5. Domain Adaptation as a Solution Strategy

• Covariate shift correction reduces divergence between source (DEL) and target (known binder) domains
• Using high-confidence predictions from diverse compound collections (e.g., Enamine REAL Diversity Set) as an intermediate domain improves generalization
• Domain adaptation reduced PCA centroid distance from 0.77 to 0.32 between DEL training data and known AURKA space
• Retraining with both predicted binders and nonbinders improved Matthews Correlation Coefficient (MCC) from 0.2 to 0.4 on external datasets while maintaining 20–39% sensitivity

6. AURKA Case Study Findings

• OpenDEL 4.0-derived binders tended to be larger, more lipophilic, and less polar compared to known AURKA inhibitors
• Despite overall domain shift, highly enriched DEL hits from sublibrary 27 shared conserved hinge-binding motifs with established inhibitors (e.g., VX-680)
• Mechanistic alignment between DEL hits and known binders confirms that domain shift, rather than fundamental binding mode differences, drives prediction failures

Conclusion

The integration of DELs with ML presents transformative opportunities for early drug discovery, but realizing this potential requires overcoming the critical generalizability gap. The primary challenge is not data volume but data nature: intrinsic structural biases and systematic false negatives (often linker-induced) cause models to memorize library-specific artifacts rather than learn transferable pharmacophore principles. High internal validation metrics frequently mask failures to extrapolate to novel, pharmacologically relevant scaffolds.

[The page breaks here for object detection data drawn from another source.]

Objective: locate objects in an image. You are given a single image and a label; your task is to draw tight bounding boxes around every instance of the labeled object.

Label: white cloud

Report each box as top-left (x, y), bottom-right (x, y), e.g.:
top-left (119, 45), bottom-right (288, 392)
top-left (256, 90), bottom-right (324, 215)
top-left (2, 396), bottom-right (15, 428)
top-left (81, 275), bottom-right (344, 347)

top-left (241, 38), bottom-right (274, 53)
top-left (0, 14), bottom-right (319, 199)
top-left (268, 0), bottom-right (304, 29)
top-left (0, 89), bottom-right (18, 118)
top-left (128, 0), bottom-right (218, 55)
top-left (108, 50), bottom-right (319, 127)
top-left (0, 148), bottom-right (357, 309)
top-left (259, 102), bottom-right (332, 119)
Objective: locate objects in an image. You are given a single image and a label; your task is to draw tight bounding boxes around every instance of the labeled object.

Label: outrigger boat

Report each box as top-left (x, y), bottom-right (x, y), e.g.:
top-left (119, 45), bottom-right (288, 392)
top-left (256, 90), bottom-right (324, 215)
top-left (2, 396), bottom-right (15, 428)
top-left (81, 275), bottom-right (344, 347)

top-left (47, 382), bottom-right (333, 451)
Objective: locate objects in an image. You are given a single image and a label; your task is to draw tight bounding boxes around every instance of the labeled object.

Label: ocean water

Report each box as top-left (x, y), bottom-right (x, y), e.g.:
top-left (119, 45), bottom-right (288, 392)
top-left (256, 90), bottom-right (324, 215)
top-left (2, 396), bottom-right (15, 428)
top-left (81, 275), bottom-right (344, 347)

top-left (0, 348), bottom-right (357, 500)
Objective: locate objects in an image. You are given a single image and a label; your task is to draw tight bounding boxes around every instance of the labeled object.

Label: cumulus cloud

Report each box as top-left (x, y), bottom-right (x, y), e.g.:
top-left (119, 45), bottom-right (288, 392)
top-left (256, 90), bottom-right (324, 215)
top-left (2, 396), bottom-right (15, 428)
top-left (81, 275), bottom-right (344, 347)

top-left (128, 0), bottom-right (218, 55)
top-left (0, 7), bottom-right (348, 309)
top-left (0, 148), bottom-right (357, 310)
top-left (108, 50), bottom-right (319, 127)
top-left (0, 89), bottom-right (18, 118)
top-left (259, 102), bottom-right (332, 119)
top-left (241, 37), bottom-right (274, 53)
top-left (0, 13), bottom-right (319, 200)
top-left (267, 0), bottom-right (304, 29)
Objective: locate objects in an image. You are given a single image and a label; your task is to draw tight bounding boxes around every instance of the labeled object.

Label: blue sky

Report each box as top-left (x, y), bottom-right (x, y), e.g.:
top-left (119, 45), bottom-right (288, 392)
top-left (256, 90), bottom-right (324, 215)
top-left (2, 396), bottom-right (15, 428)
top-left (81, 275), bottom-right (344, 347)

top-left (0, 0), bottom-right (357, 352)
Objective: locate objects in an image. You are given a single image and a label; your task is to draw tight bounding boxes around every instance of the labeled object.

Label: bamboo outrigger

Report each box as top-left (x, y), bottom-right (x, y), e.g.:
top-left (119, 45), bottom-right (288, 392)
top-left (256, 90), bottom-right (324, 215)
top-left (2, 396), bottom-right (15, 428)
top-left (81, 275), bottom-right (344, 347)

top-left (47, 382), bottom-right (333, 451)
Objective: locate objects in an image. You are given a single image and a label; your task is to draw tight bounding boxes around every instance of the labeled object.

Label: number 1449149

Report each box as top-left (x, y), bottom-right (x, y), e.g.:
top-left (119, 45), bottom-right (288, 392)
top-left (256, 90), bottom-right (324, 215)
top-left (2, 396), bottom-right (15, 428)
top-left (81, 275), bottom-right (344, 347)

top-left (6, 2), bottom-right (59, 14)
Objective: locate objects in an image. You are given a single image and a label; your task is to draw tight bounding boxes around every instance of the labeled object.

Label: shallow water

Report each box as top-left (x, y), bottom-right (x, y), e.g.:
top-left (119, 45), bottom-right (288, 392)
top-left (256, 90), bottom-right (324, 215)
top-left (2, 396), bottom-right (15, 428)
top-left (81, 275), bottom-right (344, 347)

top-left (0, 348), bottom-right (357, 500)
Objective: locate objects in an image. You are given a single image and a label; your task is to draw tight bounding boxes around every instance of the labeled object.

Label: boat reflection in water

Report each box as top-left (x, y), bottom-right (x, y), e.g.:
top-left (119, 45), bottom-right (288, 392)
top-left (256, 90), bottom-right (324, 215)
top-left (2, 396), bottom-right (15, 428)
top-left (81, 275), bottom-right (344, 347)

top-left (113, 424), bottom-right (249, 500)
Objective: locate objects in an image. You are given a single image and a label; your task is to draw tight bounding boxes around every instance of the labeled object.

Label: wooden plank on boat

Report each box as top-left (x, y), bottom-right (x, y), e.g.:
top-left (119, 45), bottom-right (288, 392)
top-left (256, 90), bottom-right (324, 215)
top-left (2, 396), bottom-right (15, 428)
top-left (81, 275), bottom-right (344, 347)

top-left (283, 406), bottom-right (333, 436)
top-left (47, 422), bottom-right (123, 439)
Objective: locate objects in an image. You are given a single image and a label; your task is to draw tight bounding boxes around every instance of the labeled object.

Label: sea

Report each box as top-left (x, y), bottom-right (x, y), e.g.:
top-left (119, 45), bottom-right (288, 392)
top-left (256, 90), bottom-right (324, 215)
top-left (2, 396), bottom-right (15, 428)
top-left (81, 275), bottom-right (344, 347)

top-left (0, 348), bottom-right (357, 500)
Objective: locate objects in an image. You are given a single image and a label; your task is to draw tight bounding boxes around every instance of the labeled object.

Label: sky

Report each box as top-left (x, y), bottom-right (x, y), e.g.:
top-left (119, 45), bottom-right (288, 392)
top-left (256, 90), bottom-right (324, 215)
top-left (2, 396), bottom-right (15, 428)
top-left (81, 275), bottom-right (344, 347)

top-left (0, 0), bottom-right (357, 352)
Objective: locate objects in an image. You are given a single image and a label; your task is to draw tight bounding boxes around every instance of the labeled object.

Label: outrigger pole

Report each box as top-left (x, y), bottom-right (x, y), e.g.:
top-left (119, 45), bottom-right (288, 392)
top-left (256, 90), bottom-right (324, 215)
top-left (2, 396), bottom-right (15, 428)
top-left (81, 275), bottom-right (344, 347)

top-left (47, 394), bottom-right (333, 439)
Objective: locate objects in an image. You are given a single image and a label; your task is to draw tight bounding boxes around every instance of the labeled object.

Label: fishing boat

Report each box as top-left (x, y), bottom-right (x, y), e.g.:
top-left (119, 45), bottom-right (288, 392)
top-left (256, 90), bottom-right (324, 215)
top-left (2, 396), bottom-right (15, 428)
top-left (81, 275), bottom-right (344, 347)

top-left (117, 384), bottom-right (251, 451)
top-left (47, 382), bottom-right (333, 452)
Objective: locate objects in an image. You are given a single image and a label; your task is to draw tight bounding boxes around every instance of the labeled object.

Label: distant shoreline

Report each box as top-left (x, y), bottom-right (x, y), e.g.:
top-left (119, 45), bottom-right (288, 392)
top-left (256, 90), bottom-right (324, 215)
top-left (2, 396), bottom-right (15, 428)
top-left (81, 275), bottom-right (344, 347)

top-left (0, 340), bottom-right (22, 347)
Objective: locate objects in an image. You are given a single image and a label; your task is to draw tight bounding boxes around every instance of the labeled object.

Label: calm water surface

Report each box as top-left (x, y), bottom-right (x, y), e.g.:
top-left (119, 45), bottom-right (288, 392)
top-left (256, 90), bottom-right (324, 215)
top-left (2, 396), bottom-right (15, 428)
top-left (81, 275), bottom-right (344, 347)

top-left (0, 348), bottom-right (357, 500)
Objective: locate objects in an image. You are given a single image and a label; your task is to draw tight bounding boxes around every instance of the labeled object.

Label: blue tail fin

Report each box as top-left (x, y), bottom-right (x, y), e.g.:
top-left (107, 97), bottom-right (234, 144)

The authors advocate for a paradigm shift in DEL-ML development emphasizing:

Rigorous validation standards:
Moving beyond random splits to scaffold-based and out-of-distribution evaluation

Domain alignment strategies:
Explicit handling of distribution shifts through domain adaptation and transfer learning

Data diversity expansion:
Open-source DEL datasets spanning broader drug-like chemical space to reduce single-library bias

Integration of physics-based priors:
Incorporating docking constraints to reduce overfitting to synthetic artifacts

Uncertainty quantification:
Systematic use of conformal prediction and applicability domain assessment

By pivoting from simple accuracy maximization to robust domain alignment, DEL-ML can evolve from a retrospective analysis tool into a reliable engine for identifying novel chemical starting points. The establishment of standardized benchmarks and community resources will be essential to accelerate the development of generalizable predictive models capable of exploring the vast chemical space beyond individual DEL compositions.